Catherine’s standing by the corner, a cigarette in her mouth, pacing back and forth and staring up the street. She smokes? He can’t imaging his little sister smoking, but then again, he doesn’t know her anymore. Five years is an eternity for anyone, especially someone her age. She looks like she’s calmed down some, though he can’t tell if she’s hiding her anger now that she’s more public. “Cat?”
Wheeling toward him, the rage which had started to subside is back in full force. Her face turns red and her eyes go wide. “No, you do not get to call me Cat. You don’t get to call me anything.”
“I just want to talk.” Tears force themselves into his eyes again. He can’t fight them anymore as they roll down his face. “You have every right to hate me, but please at least listen to me for a minute.”
Shaking her head, she throws her hands up. Her eyes somehow go wider. He was never much of a crier. He doesn’t remember ever doing so in front of her. He doesn’t even remember crying after finding out about his parents. Later he cried a lot in private but when people are watching he can usually control himself.
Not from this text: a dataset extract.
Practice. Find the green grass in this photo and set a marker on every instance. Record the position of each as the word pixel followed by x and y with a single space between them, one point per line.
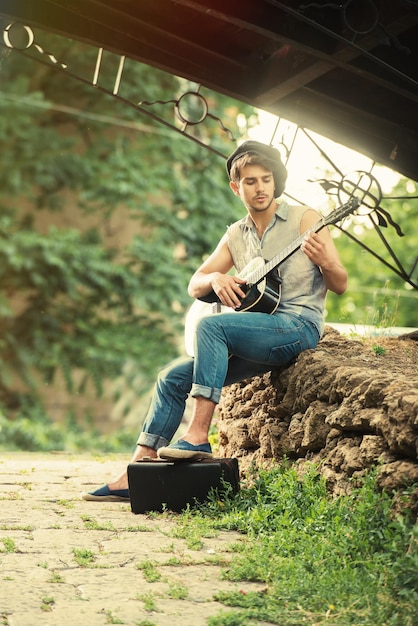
pixel 345 561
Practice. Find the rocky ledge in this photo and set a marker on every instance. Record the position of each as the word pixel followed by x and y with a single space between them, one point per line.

He didn’t cry at their funeral as he tried to comfort her, knowing he could never really help her when he couldn’t even help himself. “I’d have listened to you five years ago. Or four years ago probably. Maybe a little later. Not now though. It’s not fair. You come up here and cry and now I’m the jerk if I don’t listen to you.”
“I don’t want you to feel like a jerk. I’m not playing a game or trying to use this. These are real.”
She nods. “I believe you. I just don’t care. You probably feel a lot of guilt. You should after what you did. You’re a coward and you lost the right to speak to me a long time ago. Go back to wherever you’ve been hiding. Or don’t, I don’t care.”
A car pulls up to the side of the road, the stickers of several ride share companies plastered in their windows. Catherine turns to walk toward the car. Zach says, “Please give me five minutes. I don’t deserve them but if you listen to me and don’t like what you hear, I promise I won’t bother you again.”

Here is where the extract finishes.